New Delhi: The post-demonetisation government narrative that the poor are being "used" by black money hoarders and huge amounts are being deposited in their Jan Dhan accounts does not stand up to scrutiny.
Prime Minister Narendra Modi, in his rally in Moradabad on Saturday, touched upon this issue and said that he "will find a way" of ensuring that the money deposited with Jan Dhan accounts remains with the poor account holder, while those who made the deposits are sent to jail.
However, the reality is that the money that has come into the accounts is hardly significant in the context of the drive to unearth black money and could -- barring a few exceptions -- be easily justified in most cases.
As per the government's figures, as on November 30, there were a whopping 25.78 crore Jan Dhan accounts.
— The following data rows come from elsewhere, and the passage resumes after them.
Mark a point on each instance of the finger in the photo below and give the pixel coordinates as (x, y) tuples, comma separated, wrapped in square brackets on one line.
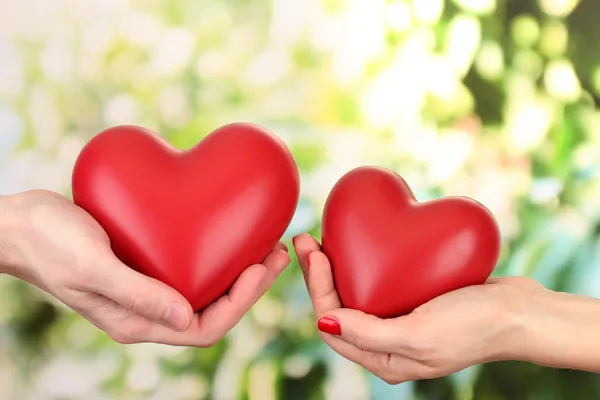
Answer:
[(218, 318), (379, 363), (207, 328), (281, 246), (320, 284), (141, 294), (366, 332), (304, 244)]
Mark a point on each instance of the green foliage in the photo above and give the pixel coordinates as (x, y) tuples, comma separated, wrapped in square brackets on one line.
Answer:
[(498, 103)]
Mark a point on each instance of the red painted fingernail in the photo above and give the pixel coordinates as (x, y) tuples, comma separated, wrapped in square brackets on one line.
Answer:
[(329, 325), (308, 259)]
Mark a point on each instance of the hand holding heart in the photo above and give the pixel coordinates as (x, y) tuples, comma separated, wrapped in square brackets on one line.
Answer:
[(60, 248), (469, 326), (201, 228)]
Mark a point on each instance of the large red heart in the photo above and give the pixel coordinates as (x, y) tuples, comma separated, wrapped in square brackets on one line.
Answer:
[(195, 219), (390, 254)]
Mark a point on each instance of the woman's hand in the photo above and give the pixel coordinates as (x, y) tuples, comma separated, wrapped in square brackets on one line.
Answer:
[(505, 319), (50, 242)]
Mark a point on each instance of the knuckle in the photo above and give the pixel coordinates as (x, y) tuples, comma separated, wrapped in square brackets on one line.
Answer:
[(124, 334), (390, 380), (209, 341), (121, 335), (359, 338)]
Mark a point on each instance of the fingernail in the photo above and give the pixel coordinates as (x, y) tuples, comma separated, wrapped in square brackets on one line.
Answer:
[(177, 317), (329, 325)]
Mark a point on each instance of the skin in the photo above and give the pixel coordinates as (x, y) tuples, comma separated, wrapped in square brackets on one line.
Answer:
[(48, 241), (512, 318)]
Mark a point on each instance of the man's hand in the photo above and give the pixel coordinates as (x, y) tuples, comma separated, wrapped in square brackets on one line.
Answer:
[(55, 245)]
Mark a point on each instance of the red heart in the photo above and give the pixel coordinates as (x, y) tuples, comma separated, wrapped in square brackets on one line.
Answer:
[(195, 219), (390, 254)]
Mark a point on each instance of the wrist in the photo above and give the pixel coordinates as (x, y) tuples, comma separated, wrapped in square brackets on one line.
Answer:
[(561, 330), (10, 259)]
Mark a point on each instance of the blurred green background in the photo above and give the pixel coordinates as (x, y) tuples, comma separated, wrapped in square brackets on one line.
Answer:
[(493, 99)]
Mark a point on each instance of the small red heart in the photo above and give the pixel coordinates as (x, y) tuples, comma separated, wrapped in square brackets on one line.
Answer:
[(192, 219), (390, 254)]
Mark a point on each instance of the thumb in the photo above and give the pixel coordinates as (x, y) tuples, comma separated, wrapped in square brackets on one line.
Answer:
[(145, 296), (364, 331)]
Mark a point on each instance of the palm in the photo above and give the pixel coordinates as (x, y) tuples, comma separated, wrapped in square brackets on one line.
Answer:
[(70, 257)]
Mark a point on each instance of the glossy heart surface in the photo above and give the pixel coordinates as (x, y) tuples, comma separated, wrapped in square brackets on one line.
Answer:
[(391, 254), (192, 219)]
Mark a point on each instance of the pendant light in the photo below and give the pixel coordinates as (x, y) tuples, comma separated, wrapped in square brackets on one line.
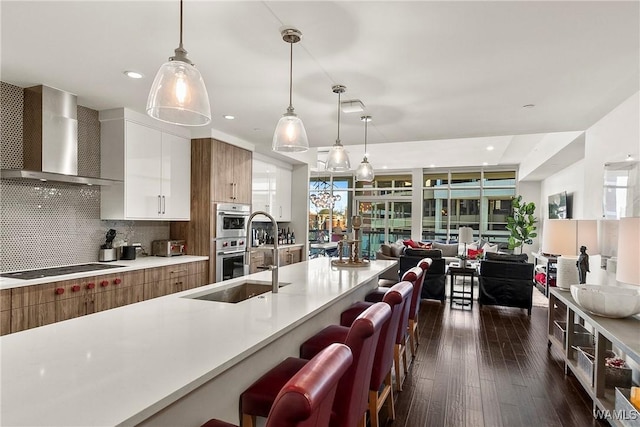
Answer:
[(178, 94), (338, 159), (365, 170), (290, 134)]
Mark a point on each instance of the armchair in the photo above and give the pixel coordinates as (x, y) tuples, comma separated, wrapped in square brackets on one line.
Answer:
[(506, 281)]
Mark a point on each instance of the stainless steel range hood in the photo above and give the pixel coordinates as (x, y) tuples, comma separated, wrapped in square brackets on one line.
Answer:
[(50, 139)]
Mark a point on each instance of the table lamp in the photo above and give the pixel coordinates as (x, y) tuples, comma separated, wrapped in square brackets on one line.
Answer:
[(465, 235), (628, 270), (564, 237)]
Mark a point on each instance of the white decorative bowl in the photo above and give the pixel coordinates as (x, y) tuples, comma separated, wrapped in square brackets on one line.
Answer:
[(607, 301)]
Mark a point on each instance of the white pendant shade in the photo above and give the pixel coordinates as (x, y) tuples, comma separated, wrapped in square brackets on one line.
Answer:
[(290, 135), (365, 171), (338, 160), (178, 95)]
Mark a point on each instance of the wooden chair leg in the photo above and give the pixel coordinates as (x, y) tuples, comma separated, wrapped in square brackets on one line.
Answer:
[(391, 407), (396, 364), (373, 408), (248, 420)]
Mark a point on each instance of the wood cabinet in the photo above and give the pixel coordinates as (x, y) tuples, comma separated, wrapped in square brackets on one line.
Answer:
[(38, 305), (271, 190), (153, 163), (5, 311), (220, 172), (231, 173)]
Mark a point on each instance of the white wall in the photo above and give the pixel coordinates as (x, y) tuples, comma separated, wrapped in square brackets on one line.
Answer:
[(610, 139)]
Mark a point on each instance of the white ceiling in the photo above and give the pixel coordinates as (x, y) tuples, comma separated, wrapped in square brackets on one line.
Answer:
[(430, 73)]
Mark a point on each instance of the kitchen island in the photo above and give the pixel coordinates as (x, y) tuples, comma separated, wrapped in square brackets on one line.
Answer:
[(173, 360)]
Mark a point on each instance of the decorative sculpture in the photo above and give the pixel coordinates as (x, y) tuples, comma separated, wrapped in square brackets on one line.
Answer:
[(583, 265)]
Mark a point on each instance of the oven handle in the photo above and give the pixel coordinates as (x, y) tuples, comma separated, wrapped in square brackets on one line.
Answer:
[(230, 253), (233, 213)]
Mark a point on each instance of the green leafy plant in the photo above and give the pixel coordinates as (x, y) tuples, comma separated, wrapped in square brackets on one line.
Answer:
[(522, 224)]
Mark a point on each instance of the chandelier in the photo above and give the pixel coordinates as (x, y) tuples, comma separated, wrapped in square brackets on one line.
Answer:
[(322, 197)]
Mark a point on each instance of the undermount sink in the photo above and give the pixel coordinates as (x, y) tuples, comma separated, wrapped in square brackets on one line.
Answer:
[(238, 293)]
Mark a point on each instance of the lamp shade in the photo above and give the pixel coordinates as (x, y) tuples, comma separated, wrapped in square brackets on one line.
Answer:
[(465, 235), (338, 159), (628, 254), (178, 95), (290, 135), (565, 236)]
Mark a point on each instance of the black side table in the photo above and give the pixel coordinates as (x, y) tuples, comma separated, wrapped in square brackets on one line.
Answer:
[(463, 297)]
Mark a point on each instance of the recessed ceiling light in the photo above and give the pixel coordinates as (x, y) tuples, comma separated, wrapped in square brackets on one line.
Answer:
[(352, 106), (133, 74)]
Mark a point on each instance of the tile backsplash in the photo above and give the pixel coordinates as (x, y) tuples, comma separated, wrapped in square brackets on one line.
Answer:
[(50, 224)]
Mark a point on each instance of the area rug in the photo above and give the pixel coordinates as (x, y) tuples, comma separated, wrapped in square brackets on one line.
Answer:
[(539, 300)]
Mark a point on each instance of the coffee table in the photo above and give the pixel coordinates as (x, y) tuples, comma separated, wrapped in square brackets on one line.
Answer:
[(462, 297)]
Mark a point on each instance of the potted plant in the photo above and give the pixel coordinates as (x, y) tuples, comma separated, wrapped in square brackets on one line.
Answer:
[(522, 224)]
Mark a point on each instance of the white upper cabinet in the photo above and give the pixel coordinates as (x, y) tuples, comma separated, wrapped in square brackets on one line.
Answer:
[(154, 163), (271, 189)]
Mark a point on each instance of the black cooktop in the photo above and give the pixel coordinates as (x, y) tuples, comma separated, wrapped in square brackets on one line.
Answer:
[(58, 271)]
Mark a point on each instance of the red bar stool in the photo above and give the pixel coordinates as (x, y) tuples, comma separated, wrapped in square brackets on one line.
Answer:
[(307, 398), (380, 386), (350, 403)]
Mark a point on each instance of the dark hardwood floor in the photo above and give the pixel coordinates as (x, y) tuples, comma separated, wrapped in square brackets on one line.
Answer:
[(488, 367)]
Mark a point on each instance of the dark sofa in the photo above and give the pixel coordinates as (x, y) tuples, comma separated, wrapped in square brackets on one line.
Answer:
[(435, 278), (506, 280)]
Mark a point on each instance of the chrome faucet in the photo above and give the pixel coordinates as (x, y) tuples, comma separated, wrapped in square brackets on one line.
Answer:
[(276, 260)]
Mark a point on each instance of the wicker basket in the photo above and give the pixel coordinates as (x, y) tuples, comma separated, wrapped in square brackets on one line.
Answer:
[(581, 336), (613, 377)]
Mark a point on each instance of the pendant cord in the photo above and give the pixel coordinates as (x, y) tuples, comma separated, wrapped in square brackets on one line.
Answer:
[(338, 140), (290, 75), (181, 23)]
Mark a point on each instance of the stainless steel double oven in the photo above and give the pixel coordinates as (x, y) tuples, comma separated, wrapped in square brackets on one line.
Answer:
[(231, 239)]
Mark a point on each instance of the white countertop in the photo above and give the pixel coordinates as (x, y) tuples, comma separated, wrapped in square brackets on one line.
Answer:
[(120, 366), (136, 264)]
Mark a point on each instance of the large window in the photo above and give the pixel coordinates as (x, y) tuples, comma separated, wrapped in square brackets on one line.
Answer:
[(477, 199)]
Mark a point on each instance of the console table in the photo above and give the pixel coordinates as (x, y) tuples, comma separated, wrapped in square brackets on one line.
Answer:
[(623, 334)]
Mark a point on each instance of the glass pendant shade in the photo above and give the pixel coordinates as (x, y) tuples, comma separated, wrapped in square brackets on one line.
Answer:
[(290, 135), (338, 160), (178, 95), (365, 171)]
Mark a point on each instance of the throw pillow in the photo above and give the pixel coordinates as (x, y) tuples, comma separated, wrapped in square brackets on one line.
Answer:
[(385, 249), (506, 257), (396, 250), (450, 250), (474, 253), (488, 247), (410, 244)]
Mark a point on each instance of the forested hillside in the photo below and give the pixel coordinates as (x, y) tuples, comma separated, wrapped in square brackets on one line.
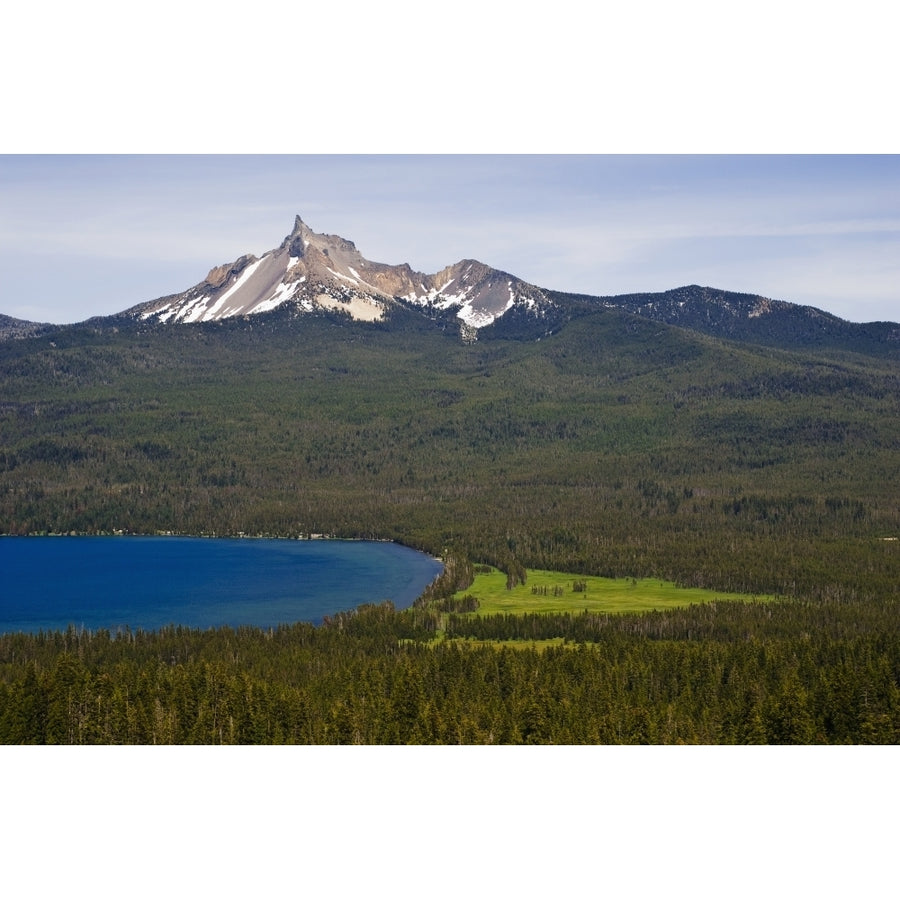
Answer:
[(617, 446)]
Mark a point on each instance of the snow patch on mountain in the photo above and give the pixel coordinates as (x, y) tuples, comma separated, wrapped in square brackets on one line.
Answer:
[(320, 271)]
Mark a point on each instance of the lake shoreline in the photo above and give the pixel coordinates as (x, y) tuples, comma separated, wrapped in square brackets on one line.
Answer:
[(151, 581)]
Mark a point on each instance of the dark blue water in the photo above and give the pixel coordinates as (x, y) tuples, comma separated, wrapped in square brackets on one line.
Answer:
[(48, 583)]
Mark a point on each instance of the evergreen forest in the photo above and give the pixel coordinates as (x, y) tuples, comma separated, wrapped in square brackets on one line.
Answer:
[(616, 446)]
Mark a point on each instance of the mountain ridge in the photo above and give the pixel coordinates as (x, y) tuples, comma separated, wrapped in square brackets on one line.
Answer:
[(309, 272)]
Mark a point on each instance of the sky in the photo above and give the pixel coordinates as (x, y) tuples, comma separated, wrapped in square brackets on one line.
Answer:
[(85, 235)]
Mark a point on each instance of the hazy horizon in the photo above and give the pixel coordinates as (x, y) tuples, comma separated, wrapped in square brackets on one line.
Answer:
[(91, 235)]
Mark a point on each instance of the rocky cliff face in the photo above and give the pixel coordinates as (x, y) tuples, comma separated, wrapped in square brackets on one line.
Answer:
[(320, 271)]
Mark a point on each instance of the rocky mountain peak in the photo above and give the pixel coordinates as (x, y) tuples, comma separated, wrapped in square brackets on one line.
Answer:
[(325, 271)]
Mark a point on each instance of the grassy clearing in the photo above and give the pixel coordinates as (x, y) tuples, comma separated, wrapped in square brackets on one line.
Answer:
[(546, 592)]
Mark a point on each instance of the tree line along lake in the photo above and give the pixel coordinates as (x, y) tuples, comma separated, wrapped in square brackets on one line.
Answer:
[(113, 582)]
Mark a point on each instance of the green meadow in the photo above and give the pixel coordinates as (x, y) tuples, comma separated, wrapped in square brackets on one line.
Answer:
[(554, 592)]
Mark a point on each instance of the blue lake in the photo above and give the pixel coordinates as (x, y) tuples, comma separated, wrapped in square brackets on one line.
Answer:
[(48, 583)]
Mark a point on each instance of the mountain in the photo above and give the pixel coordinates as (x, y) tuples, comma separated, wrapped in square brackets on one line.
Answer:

Of these, 19.88 crore were active accounts and 5.9 crore accounts had zero balance.
On November 9 -- a day after Modi made his dramatic announcement demonetising Rs 500 and Rs 1,000 notes -- the active accounts had deposits of Rs 45,636.61 crore.
On November 30, as per the Pradhan Mantri Jan Dhan Yojana website, the amount of deposits in the 19.88 crore active accounts had swollen to Rs 74,321.55 crore -- pointing to deposits of Rs 28,684.94 crore.
While that may seem like a big number, it works out to an average deposit per active account of a mere Rs 1,442.9 (yes, less than fifteen hundred rupees).
There have, however, been some media reports that contended that only about three crore of the active accounts -- and not all -- have seen the surge in deposits after November 9.
Even if this were the case, the average deposit per account would be just Rs 9,561.64 (less than 10,000 rupees).
The government had, moreover, capped deposits into Jan Dhan accounts at Rs 50,000 on November 15.
Put another way, the average deposit in the active accounts was Rs about 1,789 on November 9. This had risen to about Rs 3,232 on November 30.
Hardly numbers that should send the taxmen scrambling.
Although targeted at getting the unbanked poor into the banking system, anecdotal evidence suggests that a good number of those roped in to open the accounts were not those in extreme poverty, but those employed in the unorganised sector - drivers, maids, industrial workers, etc.
These are people who earn anywhere between Rs 8,000 to Rs 20,000 and could conceivably have saved up the sums that have been deposited.
The government's narrative that the Jan Dhan accounts of the poor are being used to whiten black money and bring it into a banking system appears to be somewhat specious.